The Weka CSI Plugin requires AND will set the following NFS permissions on the Weka cluster:
- Client Group:
WekaCSIPluginClients(or custom client group name if set in thevalues.yamlfile) - Filesystem: The filesystem name to be mounted
- Path:
/(root of the filesystem) - Type:
RW - Priority: No priority set
- Supported Versions:
V4 - User Squash:
None - Authentication Types:
NONE,SYS
WARNING: Weka NFS servers will evaluate permissions based on the order of the permissions list.
If multiple permissions matching the IP address of the Kubernetes node and the filesystem are set, a conflict might occur.
Hence, it is highly recommended not creating additional permissions for the same filesystem Also, if multiple client groups are used, it is highly recommended to make sure that IP addresses are not overlapping between client groups.
Before using the Weka CSI Plugin with NFS transport, the Weka cluster must be prepared for NFS access.
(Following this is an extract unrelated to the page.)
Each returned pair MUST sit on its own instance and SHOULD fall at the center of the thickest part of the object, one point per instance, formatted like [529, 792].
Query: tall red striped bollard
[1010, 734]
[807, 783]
This includes configuring the NFS protocol on the Weka cluster, creating an NFS interface group, and configuring at least 1 Group IP address
Alternatively, in cloud deployments where setting a Group IP address is not possible, the Weka server IP addresses can be used instead. In such case, the IP addresses may be set via the API secret and will be used instead of the Group IP addresses.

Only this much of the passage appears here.